The new taste preferences on Netflix are weird. The intro page only gave me about 8 "tastes" to rate (Violent, Suspenseful, Romantic, Goofy), but the actual "Taste Preferences"-setting page has 24 different ones to rate. These things seem too weird and objective to really produce useable results. The provided examples are a clear indication that Netflix and I have wildly different definities of these things.

Ugh, I just can't... Patch Adams? Fuck you, Netflix, for reminding me that this abomination exists.

Yep, nothing says romance like hillbillies, dead guys, nautical disaster, whores, the mentally retarded, and Tom Hanks.

I wasn't going to say anything about this one, but Van Helsing? Really? I saw that piece of shit, and I must've gouged my eyes out too early to see the deep emotional subplot.
Also, how the hell is Top Gun listed under "romance", but not Eternal Sunshine? Oh, right, because these listings are nonsensical and useless.

This is where I'm calling total bullshit on these categories. They had the decency to stop listing Crash on every goddamn category, but three Nicholas Cage movies? Now I know they're just fucking around.

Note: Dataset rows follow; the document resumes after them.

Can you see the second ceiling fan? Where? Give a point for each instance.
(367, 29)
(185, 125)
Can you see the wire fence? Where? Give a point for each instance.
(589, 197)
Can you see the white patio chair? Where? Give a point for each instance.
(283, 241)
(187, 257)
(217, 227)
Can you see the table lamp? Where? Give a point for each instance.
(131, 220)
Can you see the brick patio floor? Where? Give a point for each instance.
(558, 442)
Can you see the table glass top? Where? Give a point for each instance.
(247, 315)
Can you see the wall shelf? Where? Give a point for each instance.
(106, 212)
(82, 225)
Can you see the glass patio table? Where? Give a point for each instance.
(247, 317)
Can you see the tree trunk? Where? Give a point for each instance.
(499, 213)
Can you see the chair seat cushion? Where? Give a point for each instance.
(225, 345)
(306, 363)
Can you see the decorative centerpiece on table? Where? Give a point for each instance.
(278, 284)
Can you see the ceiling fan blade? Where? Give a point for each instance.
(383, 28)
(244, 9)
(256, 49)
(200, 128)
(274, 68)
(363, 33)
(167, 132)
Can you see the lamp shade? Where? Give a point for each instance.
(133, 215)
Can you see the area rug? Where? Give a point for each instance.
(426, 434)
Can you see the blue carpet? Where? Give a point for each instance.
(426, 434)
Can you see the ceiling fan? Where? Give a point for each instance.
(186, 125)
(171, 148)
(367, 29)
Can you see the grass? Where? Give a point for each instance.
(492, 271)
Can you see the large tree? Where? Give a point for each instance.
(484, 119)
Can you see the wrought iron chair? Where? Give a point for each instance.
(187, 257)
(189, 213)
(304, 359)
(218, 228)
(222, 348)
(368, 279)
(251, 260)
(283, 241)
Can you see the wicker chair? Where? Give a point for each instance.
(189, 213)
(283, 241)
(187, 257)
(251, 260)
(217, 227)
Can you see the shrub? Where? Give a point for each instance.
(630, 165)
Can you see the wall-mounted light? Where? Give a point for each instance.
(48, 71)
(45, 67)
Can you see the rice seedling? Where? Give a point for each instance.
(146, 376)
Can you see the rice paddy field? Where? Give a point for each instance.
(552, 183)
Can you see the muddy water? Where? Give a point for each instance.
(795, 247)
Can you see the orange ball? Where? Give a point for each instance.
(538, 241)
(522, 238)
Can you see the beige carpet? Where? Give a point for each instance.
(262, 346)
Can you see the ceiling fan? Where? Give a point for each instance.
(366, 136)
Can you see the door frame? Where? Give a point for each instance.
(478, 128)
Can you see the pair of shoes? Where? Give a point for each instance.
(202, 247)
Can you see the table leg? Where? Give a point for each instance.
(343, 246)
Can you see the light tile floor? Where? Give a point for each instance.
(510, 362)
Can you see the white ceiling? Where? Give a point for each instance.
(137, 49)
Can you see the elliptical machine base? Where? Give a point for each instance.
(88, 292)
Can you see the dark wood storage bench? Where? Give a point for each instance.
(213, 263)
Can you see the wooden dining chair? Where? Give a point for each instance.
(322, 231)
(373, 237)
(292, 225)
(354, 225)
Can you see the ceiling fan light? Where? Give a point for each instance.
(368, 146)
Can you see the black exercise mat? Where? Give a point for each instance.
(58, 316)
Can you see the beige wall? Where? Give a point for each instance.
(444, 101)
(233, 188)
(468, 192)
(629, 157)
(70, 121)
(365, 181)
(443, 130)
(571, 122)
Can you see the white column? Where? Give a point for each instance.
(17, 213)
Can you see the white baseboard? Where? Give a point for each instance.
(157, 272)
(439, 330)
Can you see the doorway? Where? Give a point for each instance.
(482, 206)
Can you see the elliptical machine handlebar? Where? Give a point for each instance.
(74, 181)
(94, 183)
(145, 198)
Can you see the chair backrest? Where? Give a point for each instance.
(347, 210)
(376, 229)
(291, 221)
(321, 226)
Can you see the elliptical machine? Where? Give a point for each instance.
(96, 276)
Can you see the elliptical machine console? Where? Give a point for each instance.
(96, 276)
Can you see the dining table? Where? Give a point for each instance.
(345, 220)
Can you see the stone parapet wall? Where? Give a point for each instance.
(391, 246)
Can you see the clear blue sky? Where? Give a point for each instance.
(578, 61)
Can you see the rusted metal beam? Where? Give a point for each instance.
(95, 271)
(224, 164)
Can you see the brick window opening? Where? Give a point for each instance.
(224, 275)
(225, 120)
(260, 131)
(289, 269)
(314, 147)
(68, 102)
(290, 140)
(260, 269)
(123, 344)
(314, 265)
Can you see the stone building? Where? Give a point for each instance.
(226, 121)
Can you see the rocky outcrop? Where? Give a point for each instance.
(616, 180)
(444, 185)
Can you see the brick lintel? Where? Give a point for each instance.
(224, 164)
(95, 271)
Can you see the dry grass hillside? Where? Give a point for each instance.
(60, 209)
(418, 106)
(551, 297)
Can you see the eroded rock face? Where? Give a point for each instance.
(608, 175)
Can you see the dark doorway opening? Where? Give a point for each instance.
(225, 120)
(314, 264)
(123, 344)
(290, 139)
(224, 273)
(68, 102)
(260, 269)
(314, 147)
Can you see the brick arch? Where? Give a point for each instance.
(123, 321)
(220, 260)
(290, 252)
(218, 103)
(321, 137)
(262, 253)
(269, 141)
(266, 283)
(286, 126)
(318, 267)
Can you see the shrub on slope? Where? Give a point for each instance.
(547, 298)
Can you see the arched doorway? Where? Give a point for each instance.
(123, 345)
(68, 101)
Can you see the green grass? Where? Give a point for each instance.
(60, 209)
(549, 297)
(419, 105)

It was bad enough when I had to contend with their inexplicable genre-based recommendations, now when I log in I'm met with stuff like this:

Edit to add: I just noticed that in addition to the "tastes" and genres, you can set preferences for an endless number of other things, like "qualities" (which, inexplicably includes Bollywood), storylines, release dates, and all of the Netflix subgenres. One of these days, I'll try and manipulate it so it appears that I'm only interested in Gritty Zombie Blacksploitation Bollywood Tearjerkers that were released in the 1910's or 1980's about Post Apocalyptic Kung-Fu Whistleblowers and are based on Children's Books.
In all honesty, if that was a movie I'd watch the hell out of it.